Blockchain also eliminates the opportunity for fraudulent ownership of a property because every transaction is recorded and validated by the system. Property owners could even hold their real estate assets in the same digital wallet that manages their cryptocurrencies. Blockchain could remove the number of brokers and banks, lawyers and underwriters involved in the transaction through the use of smart contracts, effectively digitizing much of the process.

READ: Is the NFT Craze Coming for Virtual Real Estate Next?
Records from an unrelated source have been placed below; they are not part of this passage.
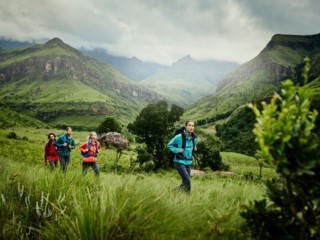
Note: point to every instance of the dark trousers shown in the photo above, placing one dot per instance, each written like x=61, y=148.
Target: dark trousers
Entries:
x=93, y=165
x=64, y=162
x=184, y=172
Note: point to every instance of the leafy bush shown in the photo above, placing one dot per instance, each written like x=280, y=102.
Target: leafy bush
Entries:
x=208, y=156
x=286, y=141
x=12, y=135
x=110, y=124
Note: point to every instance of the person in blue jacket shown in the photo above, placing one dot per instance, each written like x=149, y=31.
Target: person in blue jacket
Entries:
x=183, y=145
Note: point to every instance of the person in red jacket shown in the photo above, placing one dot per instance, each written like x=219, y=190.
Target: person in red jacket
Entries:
x=89, y=151
x=51, y=152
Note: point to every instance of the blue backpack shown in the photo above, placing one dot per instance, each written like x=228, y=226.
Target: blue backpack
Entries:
x=86, y=154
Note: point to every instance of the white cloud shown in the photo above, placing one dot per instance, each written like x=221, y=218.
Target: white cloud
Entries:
x=161, y=31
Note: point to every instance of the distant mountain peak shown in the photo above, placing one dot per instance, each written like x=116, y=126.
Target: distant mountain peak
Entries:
x=185, y=59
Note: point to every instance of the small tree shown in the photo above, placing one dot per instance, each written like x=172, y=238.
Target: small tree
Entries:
x=284, y=133
x=110, y=124
x=152, y=127
x=208, y=156
x=114, y=140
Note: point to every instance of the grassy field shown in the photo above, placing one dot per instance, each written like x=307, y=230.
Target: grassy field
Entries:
x=130, y=204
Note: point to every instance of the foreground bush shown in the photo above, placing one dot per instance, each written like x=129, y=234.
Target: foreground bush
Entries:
x=284, y=133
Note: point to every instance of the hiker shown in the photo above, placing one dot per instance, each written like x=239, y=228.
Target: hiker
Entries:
x=89, y=151
x=65, y=143
x=183, y=145
x=51, y=152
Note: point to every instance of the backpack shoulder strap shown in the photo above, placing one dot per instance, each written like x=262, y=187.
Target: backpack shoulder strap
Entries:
x=184, y=140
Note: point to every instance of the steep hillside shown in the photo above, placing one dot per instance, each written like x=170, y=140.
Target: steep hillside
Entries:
x=59, y=85
x=187, y=80
x=133, y=68
x=282, y=58
x=10, y=118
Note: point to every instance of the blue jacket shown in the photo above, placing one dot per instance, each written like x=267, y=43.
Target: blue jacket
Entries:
x=176, y=143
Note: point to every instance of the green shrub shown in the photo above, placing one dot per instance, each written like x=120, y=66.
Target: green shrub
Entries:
x=286, y=141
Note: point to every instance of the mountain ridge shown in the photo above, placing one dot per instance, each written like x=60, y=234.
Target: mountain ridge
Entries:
x=46, y=81
x=261, y=76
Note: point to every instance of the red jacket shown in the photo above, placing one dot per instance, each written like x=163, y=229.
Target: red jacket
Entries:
x=92, y=152
x=50, y=152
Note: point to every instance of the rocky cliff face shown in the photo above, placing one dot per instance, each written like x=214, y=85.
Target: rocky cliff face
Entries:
x=70, y=67
x=277, y=71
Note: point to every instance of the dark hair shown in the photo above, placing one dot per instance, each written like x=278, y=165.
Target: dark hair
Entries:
x=51, y=134
x=188, y=122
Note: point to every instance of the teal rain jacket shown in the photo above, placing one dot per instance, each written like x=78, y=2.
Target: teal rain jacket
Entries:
x=176, y=143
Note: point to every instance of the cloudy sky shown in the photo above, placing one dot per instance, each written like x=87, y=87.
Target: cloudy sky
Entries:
x=162, y=31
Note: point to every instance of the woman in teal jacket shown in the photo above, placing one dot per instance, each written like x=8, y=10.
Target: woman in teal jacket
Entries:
x=183, y=154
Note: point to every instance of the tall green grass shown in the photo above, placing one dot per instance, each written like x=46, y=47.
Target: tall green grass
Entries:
x=38, y=203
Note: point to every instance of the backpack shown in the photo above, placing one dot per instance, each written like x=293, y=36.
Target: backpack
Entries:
x=61, y=148
x=184, y=140
x=86, y=154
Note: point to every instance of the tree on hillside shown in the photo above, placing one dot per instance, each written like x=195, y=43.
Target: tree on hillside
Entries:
x=152, y=127
x=110, y=124
x=287, y=141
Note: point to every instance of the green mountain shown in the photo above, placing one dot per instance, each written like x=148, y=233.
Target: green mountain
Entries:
x=133, y=68
x=10, y=118
x=57, y=84
x=282, y=58
x=187, y=80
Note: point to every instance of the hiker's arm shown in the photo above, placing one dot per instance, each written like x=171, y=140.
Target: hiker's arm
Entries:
x=73, y=145
x=84, y=147
x=195, y=144
x=45, y=155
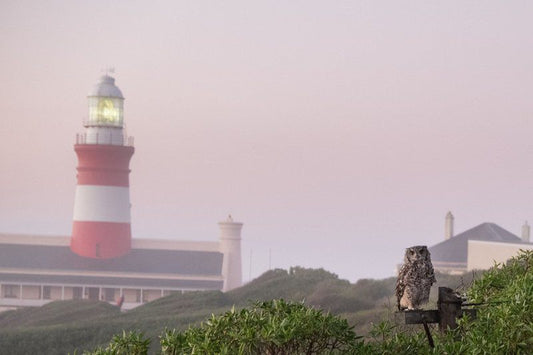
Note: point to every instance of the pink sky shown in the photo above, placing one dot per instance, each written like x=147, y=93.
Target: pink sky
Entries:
x=338, y=132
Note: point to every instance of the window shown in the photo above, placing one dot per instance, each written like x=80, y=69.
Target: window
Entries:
x=10, y=291
x=76, y=293
x=109, y=294
x=47, y=292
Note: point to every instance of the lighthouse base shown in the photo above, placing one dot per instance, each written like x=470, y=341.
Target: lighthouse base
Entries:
x=100, y=240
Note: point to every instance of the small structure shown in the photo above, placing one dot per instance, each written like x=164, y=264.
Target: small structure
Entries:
x=476, y=248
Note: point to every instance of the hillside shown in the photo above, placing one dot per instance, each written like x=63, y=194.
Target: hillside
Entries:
x=63, y=326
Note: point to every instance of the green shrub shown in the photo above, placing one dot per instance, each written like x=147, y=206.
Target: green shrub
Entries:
x=272, y=327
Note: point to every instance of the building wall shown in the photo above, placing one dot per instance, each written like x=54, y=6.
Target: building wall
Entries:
x=483, y=255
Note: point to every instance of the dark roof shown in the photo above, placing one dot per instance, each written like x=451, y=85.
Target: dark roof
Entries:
x=112, y=281
x=183, y=262
x=455, y=249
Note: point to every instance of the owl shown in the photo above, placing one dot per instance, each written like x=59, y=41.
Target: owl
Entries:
x=415, y=278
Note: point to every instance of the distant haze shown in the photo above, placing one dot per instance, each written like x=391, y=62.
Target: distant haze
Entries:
x=339, y=132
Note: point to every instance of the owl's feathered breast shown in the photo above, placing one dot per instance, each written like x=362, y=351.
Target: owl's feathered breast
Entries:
x=416, y=279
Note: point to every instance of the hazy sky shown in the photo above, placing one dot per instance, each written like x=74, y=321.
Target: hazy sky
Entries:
x=339, y=132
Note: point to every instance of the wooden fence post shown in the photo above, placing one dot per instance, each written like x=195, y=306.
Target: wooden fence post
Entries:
x=449, y=309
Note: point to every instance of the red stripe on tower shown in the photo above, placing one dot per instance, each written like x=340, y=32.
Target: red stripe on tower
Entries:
x=102, y=224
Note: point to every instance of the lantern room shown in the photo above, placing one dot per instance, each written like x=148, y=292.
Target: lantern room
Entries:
x=106, y=104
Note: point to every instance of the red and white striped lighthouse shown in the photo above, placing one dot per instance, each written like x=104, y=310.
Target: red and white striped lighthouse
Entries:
x=101, y=227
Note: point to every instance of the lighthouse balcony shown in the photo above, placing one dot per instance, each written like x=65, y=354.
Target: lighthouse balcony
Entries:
x=104, y=137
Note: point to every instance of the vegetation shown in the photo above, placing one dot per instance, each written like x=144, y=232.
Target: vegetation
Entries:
x=68, y=326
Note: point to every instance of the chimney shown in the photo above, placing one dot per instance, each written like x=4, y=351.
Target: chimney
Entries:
x=448, y=226
x=525, y=232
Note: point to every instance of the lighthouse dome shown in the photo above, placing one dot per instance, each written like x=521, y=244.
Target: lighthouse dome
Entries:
x=106, y=87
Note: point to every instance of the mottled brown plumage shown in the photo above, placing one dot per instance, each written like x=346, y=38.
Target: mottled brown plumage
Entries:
x=415, y=278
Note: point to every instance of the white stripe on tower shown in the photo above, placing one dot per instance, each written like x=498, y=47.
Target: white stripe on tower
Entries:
x=102, y=204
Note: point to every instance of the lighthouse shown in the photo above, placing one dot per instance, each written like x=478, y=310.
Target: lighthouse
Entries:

Ultimately, the possibilities of real estate and blockchain are endless, from managing rental real estate and tenant relations to home sales and investments. Meridio is one company that has enjoyed some success in this arena already for making fractional ownership of commercial properties possible with low investment minimums; Propy is another firm that has implemented blockchain to streamline and simplify the real estate transaction process.

Some people say cryptocurrency isn’t like real money because it only exists online, but doesn’t that apply to “real” money, too? Whether you get your paycheques deposited directly into your bank account, purchase a pair of shoes on your credit card, get a new car through a dealership’s incredible financing offer or take out a mortgage on a new home, no physical money ever changes hands. It’s a digital transaction that takes place on computers. A lot has changed since Bitcoin’s debut over a decade ago -- economically, technologically, and socially. Yet we’re still just scratching the surface of blockchain’s full potential. The possibilities for our industry are exciting and empowering.

Make no mistake, the technology is here to stay; embrace it and work with it to its full potential, or run the risk of getting left behind.